Stream Sanitization Utilities (llm4free.sanitize)
June 26, 2026 · View on GitHub
Last updated: 2025-12-20 Maintained by LLM4Free
LLM4Free's llm4free.sanitize module provides a comprehensive suite of utilities for processing, transforming, and sanitizing data streams. These tools are designed for robust, flexible, and high-performance handling of text and byte streams, including real-time data, API responses, and streaming content from various sources.
Table of Contents
- Core Components
- Main Function
- Parameters Reference
- Processing Modes
- Internal Functions
- Advanced Usage Examples
- Error Handling
- Performance Considerations
- Troubleshooting
- Integration Guide
Core Components
sanitize.py
The main sanitization module that provides comprehensive stream processing capabilities.
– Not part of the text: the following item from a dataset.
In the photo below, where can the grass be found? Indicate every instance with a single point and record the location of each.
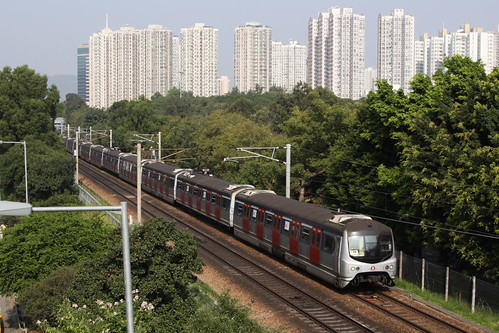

from llm4free.sanitize import sanitize_stream, LITSTREAM, sanitize_stream_decorator, lit_streamer
# Basic usage
gen = sanitize_stream(data, intro_value="data:", to_json=True)
for item in gen:
print(item)
Key Features:
- Stream processing for strings, bytes, and iterables
- JSON parsing and validation
- Regex-based filtering and extraction
- Marker-based content selection
- Custom error handling and formatting
- Support for both synchronous and asynchronous streams
- Flexible output formatting
Main Function
sanitize_stream()
The main entry point for stream processing that handles multiple data types and processing modes.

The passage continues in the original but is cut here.